A large hall in the Wirkbau housed most of the video works, which were perhaps the stars of the biennale. Maria Matiashova’s “Futile Words, Loud Noises” (2022) commented on the hypocrisy of international diplomatic organizations through paper planes made from the Geneva Conventions and other treaties banning particularly brutal weapons. Meanwhile, in “How to Disappear” (2020), the Austrian art collective Total Refusal, which describes itself as a “pseudo-marxist media guerrilla,” illustrated the impossibility of escaping war in the Battlefield V video game. Even jumping off a cliff or shooting oneself does not result in death; the game will not allow it, nor the destruction of a flag. The only way to escape is to be killed or to disappear.

While Ukrainian artists dominated the biennale, it was by no means limited to them. Vietnamese-German artist Sung Tieu presented a claustrophobic take on the “Havana Syndrome” — an alleged sonic attack against American diplomats — through a video based on a three-dimensional reconstruction of the Hotel Nacional de Cuba. Cyprien Gaillard’s short film “Ocean II Ocean,” which premiered at the 58th Venice Biennale in 2019, depicts New York City subway cars being dumped into the ocean and their subsequent underwater afterlife. Fish swim through the windows and doors of the discarded cars in the silence of the ocean.

The biennale also revived, in its own way, a mural that held iconic status in the German Democratic Republic: “The Mechanization of Agriculture” (1960) by Karl Heinz Jakob, which was covered with drywall a decade after the reunification of Germany. Jakob created the massive painting, which measures approximately 36 feet long and 12.5 feet high (~11 meters long and 3.8 meters high), for the city council of Chemnitz, then known as Karl-Marx-Stadt or Karl Marx City. However, in 2002, the Chamber of Industry and Commerce covered the mural with drywall to modernize the space and make it more suitable for conferences. Jakob’s granddaughter, artist Henrike Naumann, brought it back to life with a performance at the Chemnitz town hall alongside the Chem Valley Line Dancer eV and the hardstyle jumpers of Nischelhupper on September 26, the first day of the biennale. In the Wirkbau, Leipzig artist Susanne Rische erected a drawing of the mural, which Chemnitz residents were painting with guidance from members of the biennale team.

Karl heinz jakob pochen mural
Chemnitz residents had begun to paint a replica of “The Mechanization of Agriculture” (1960) by Karl Heinz Jakob.

A youth art section at the biennale cleverly played on the event’s theme with the title “Ex Oriente Polylux.” Named after the Polylux brand of East German projectors commonly used in schools during the Communist era, the section featured projectors that allowed children to place objects on them and experiment with projecting shapes onto transluscent, hanging screens.

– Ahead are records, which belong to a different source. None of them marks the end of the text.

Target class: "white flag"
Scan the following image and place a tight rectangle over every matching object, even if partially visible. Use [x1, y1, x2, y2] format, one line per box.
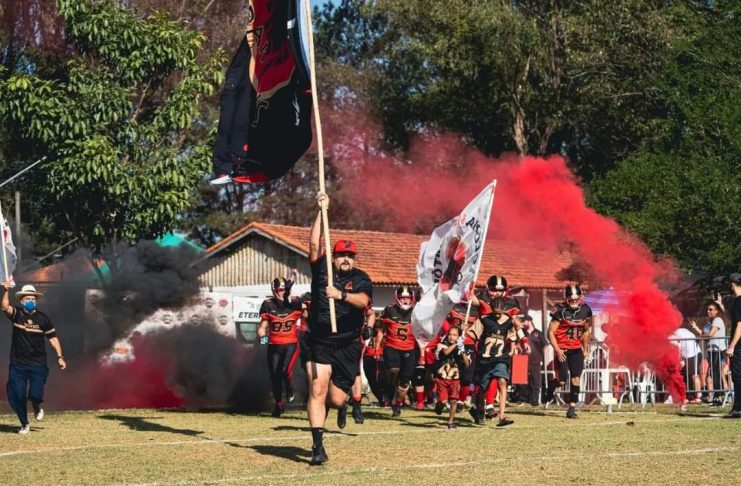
[0, 213, 16, 282]
[412, 181, 497, 347]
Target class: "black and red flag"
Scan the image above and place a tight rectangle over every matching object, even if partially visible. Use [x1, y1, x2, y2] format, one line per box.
[211, 0, 312, 184]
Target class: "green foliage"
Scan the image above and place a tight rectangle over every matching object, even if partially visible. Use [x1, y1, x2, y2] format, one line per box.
[0, 0, 224, 262]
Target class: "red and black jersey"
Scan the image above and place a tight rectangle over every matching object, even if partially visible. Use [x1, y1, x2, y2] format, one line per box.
[260, 297, 301, 344]
[476, 291, 521, 317]
[381, 304, 416, 351]
[551, 304, 592, 349]
[471, 314, 517, 365]
[308, 255, 373, 344]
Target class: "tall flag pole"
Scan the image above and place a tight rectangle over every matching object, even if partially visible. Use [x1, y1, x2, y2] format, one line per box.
[304, 0, 337, 333]
[211, 0, 312, 184]
[0, 200, 16, 282]
[412, 181, 497, 348]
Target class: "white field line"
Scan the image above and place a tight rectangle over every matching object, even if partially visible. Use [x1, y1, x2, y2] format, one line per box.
[112, 447, 739, 486]
[0, 417, 718, 459]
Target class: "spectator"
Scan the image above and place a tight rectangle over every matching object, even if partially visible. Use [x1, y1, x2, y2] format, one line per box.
[690, 302, 728, 406]
[522, 315, 548, 407]
[669, 323, 702, 403]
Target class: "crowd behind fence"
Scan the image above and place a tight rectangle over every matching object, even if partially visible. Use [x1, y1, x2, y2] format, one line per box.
[542, 337, 733, 408]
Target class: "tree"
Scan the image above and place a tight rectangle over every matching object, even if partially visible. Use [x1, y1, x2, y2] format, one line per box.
[590, 1, 741, 273]
[0, 0, 224, 280]
[362, 0, 671, 179]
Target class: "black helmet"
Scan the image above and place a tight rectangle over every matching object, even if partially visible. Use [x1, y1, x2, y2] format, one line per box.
[394, 285, 417, 310]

“The fall of the Berlin Wall and the collapse of the so-called ‘Eastern Bloc’ did not mark the ‘end of history,’” Dudek said of enduring misperceptions about the formerly Communist countries, referencing the theory proposed in the 1990s by American political scientist Francis Fukuyama.

“The resulting new geopolitical orientations were commented on by Chancellor Scholz in his speech at Charles University in Prague, when he said that Europe’s center is moving eastwards,” Dudek added. “The Biennale aims to create a space for discourse, to discuss whose experiences and ideas shape the debate about our future, about the East, and about Ukraine, in order to start thinking of a common future in fragile times.”